Catherine Boyle has half-a-dozen TV appearances before the end of 1957 – mostly acting, but also serving as a game-show panelist on The Name’s The Same – and in 1958, she did a movie with Jackie Collins, who’d likewise racked up acting credits in 1957 and 1956 after making her TV acting debut back in 1955.

(I could of course say something here about her big sister Joan Collins, who’s been getting movie roles since '51 and so naturally spent the late '50s making the rounds on The Ed Sullivan Show and The Bob Hope Show and The Steve Allen Plymouth Show when she wasn’t busy as a What’s My Line panelist, but that seems like overkill.)

Jean Marsh is still acting on TV in her eighties as of this year – she got her most recent Emmy nomination in her seventies, back in 2011 – and she’s of course been getting all kinds of work on television for the better part of a century: in the 1990s you could see her on Murder She Wrote, in the 1980s on The Love Boat, in the 1970s on Hawaii Five-0, in the 1960s on I Spy, in the 1950s on Twilight Zone

…and, sure, those are all after the deadline, but she also racked up pre-deadline TV credits dating back to her small-screen debut in 1952. (And in 1953, she made her big-screen debut alongside Lloyd Bridges, who was already in his forties.)

After making his TV debut on State Trooper in '56, Nicholas Georgiade promptly got work on Playhouse 90 and The Millionaire and Whirlybirds before famously playing Enrico Rossi on The Untouchables in '59 and '60 and '61 and '62 and '63.

Frazer Hines has dozens of 1950s TV credits – and, yes, more than a dozen of them are from '57 and earlier – and he’s still acting on television as we speak.

As it’s the 11th, I’ll mention WWII veteran Fredd Wayne, who made his small-screen debut back in 1949 on The Philco-Goodyear Television Playhouse before performing on Musical Comedy Time in 1950 and then acting on dozens of classic shows before the end of 1957: Maverick, Gunsmoke, Make Room For Daddy, and et cetera.

You maybe remember him as Benjamin Franklin, on Bewitched.

Gladys Holland’s first TV role was in 1952 and has worked sporadically since. Most recently a voice job in 2013.

(I had a half dozen others lined up but upon checking, found they were already mentioned. William Phipps was a good one.)

And happy 89th birthday to the previously mentioned June Whitfield (the mother from Ab Fab).

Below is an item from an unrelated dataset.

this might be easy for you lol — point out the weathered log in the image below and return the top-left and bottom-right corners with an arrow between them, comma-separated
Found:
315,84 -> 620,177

Still has stuff in production.

I see where she had a recurring role on Beverly Hills 90210 – just like Joe E. Tata, who played the sixtyish owner of The Peach Pit, where the cool kids hang out.

Tata doesn’t count, though he misses it pretty close by making his television debut on Peter Gunn back in '60 before getting black-and-white work on first-season episodes of The Outer Limits, and so on. And by “and so on”, I mean he played henchman to various Batman villains: the Riddler, the Penguin, even King Tut…

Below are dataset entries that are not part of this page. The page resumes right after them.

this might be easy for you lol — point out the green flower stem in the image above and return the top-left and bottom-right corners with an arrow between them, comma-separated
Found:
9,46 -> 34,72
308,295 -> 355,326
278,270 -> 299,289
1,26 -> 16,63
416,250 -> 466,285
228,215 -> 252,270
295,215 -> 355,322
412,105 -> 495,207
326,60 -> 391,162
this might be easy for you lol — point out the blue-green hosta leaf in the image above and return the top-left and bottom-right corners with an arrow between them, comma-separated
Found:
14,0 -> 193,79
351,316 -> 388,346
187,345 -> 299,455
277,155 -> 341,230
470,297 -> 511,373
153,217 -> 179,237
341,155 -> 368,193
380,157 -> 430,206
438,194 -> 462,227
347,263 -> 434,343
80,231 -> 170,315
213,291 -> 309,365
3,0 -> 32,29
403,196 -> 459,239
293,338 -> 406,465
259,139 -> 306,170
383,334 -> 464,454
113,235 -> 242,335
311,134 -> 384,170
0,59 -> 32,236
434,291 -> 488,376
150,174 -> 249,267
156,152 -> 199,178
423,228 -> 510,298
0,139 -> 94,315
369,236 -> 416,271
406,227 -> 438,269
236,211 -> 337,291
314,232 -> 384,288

…which brings me to 1950s pro wrestler Mike Lane, who made his movie debut as a towering boxer in The Harder They Fall with Bogie in '56 before getting television roles on Cheyenne and Maverick and Tales of the 77th Bengal Lancers in '57; he then got work on half-a-dozen other TV shows in '58 and '59 – and was back on the big screen, because who else is going to play the hulking monster opposite Boris Karloff as Victor von Frankenstein? – and after playing Hercules in a sword-and-sandal flick, he likewise earned a paycheck as That Guy Looming Over Adam West.

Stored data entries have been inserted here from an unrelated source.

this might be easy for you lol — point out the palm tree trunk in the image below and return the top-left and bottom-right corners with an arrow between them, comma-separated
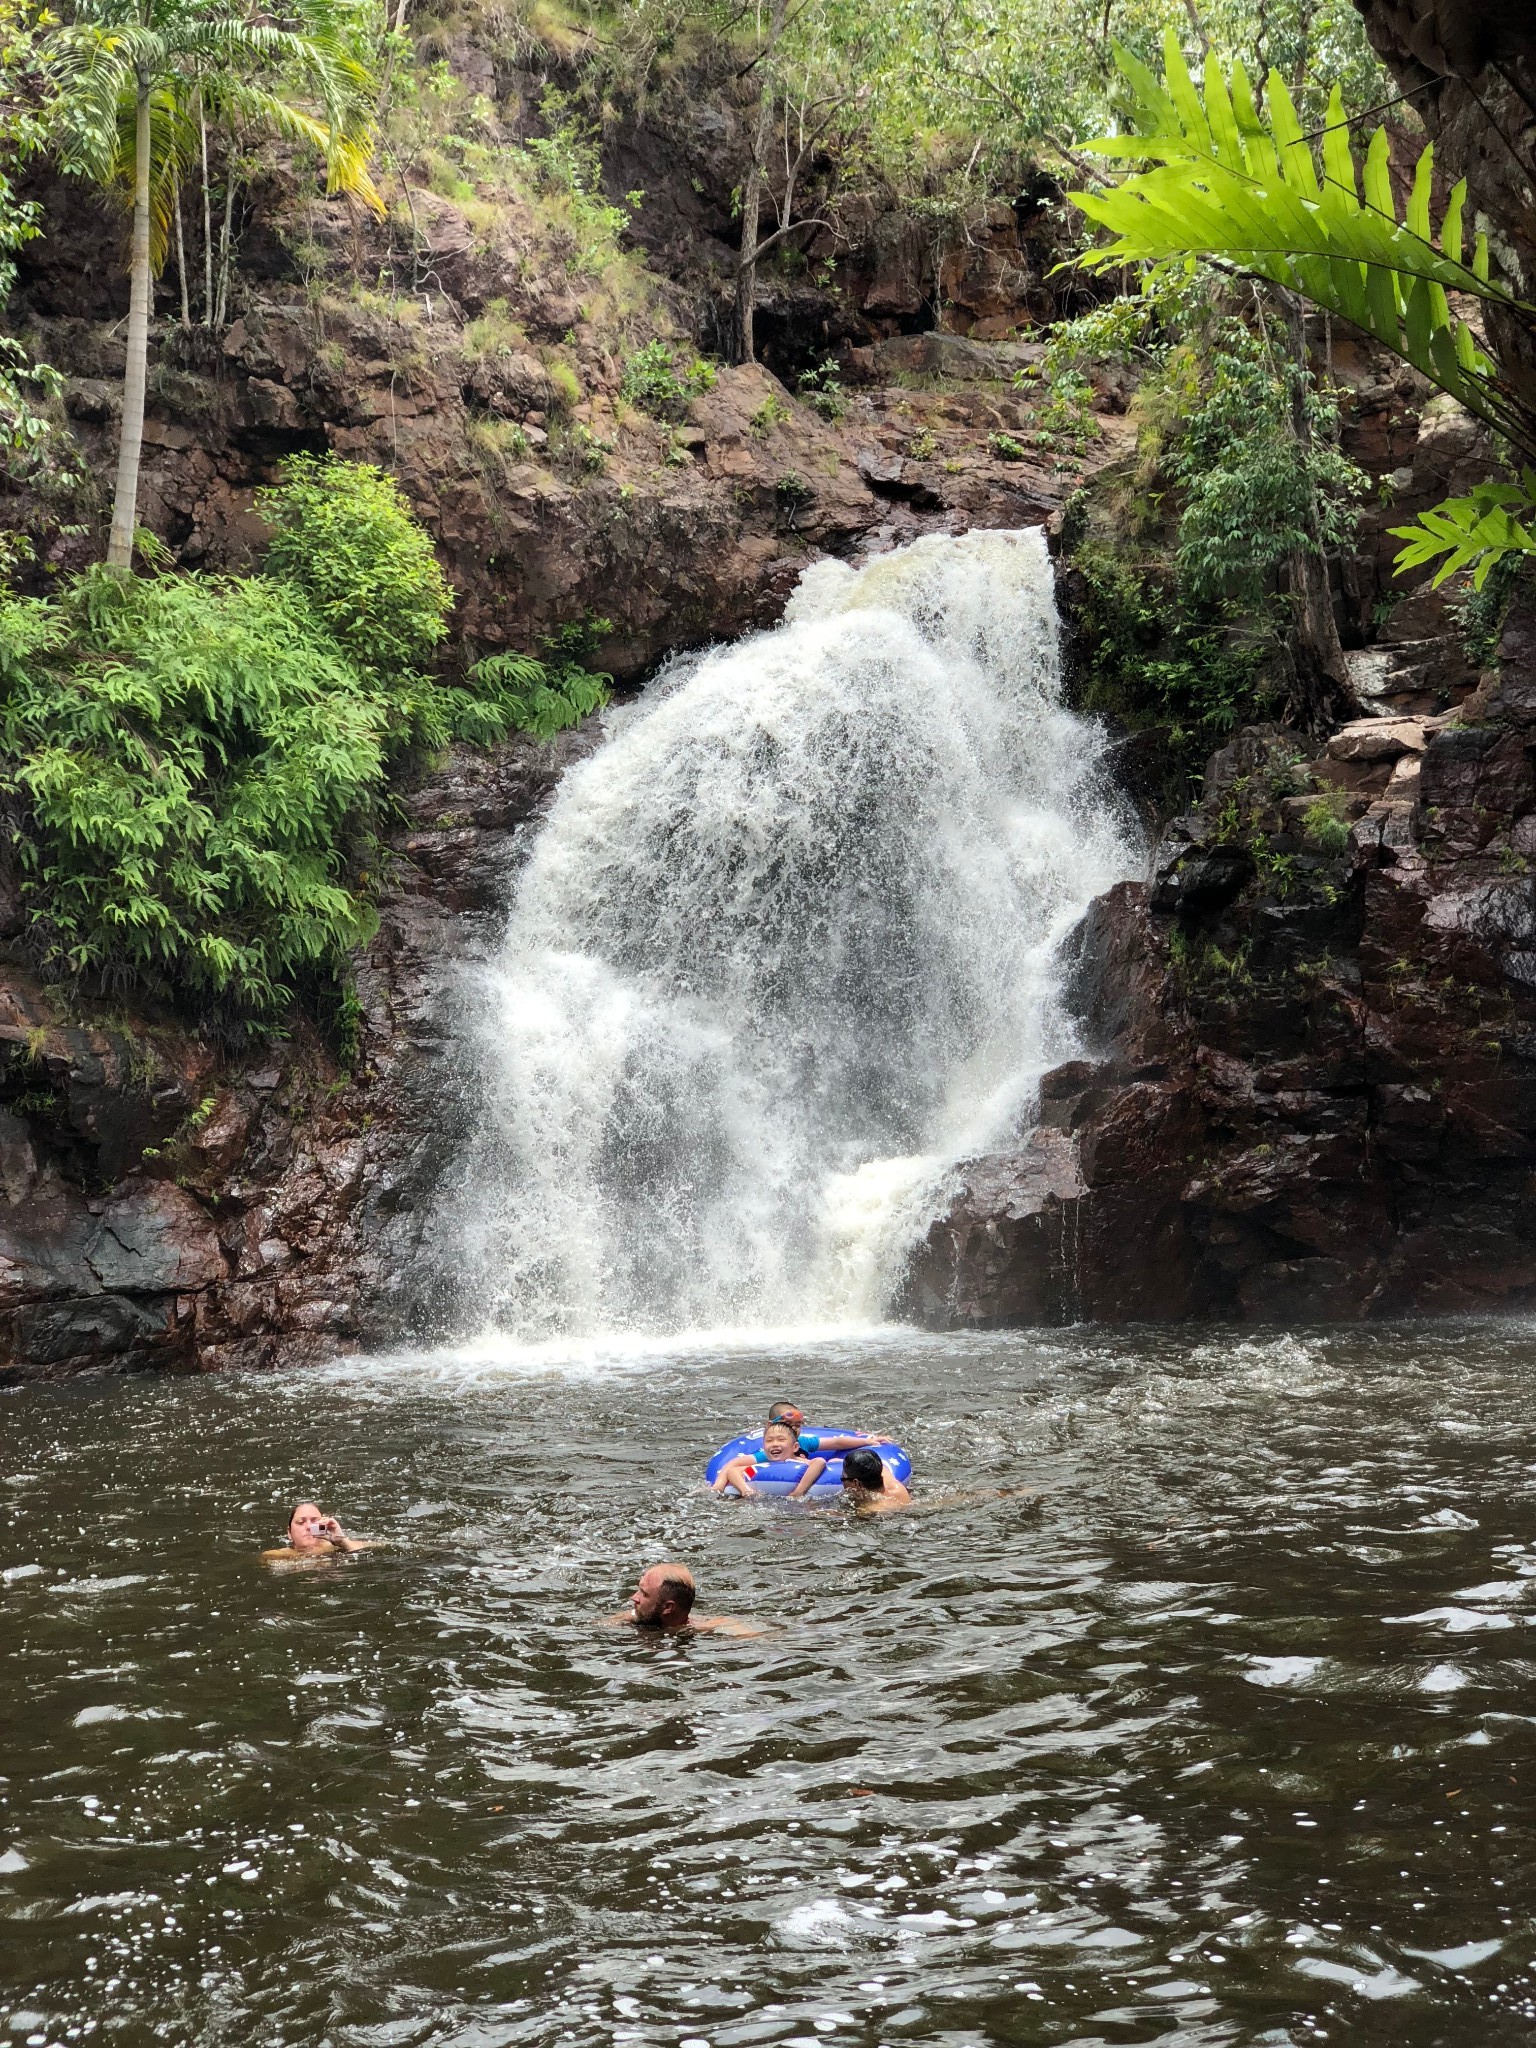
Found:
107,72 -> 153,572
199,80 -> 213,325
214,169 -> 237,330
174,178 -> 191,328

Dean Jones of course owes his name recognition to Disney roles in That Darn Cat and Blackbeard’s Ghost and The Love Bug and The Shaggy D.A. and et cetera – but before all of that, he was getting TV work on westerns like Outlaws and Stagecoach West and Zane Grey Theater and Tales of Wells Fargo and so on.

And before all of that, you could see the Korean War veteran up on the big screen playing a naval officer in Torpedo Run and a Marine lieutenant in Until They Sail and a sergeant in Never So Few and a corporal in Imitation General.

And before that, he was beating the deadline as a singer on episode after episode of The Steve Allen Plymouth Show when he wasn’t busy on The Spike Jones Show. (And back before that, he was making his screen debut – as, of course, an enlisted man, opposite young Paul Newman in Somebody Up There Likes Me.)